Insurance: While you may have already thought of the regular health and life insurance policies, what is worth considering are additional risk covers in terms of Personal Accident and Critical Illness Policies. These provide features which help augment income in case you cannot report in to work due to major accidents. In addition insurance that is worth considering for senior HR Business partners or top executives of HR Consulting firms is the Keyman Insurance Policies. (More on all these in the subsequent posts.)

What is it that you truly fancy doing with your hard earned monies that you worked so relentlessly for? Would it not be nice to know that your efforts can be enough to fulfil your life dreams? Most likely your answer would be a resounding YES! So then, what is stopping you? Mere inertia? An inherent fear of doing something wrong that can’t be taken back? Lack of knowledge on how to go forward? The questions are many.

And yet, the solution might be as simple as the professional choice that you have made for yourself. Why not consult an expert consultant from the financial advisory field? It is after all why you are hired right? So why the hesistance in doing the same thing for your personal benefit.
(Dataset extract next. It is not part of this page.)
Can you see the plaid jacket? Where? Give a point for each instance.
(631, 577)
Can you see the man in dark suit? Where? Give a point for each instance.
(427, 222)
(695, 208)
As fellow consultants and advisors we believe, like you, that specialization leads to credibility and expertise. And like consultants, we understand that trust is only gained through repeatedly providing sound and quality advice. Being credible and trustworthy is essential, more so in matters of personal finance.

Having a word with a Financial Advisor to make certain your hard earned wealth is doing the right thing may be a good idea and most certainly worth your coveted personal time.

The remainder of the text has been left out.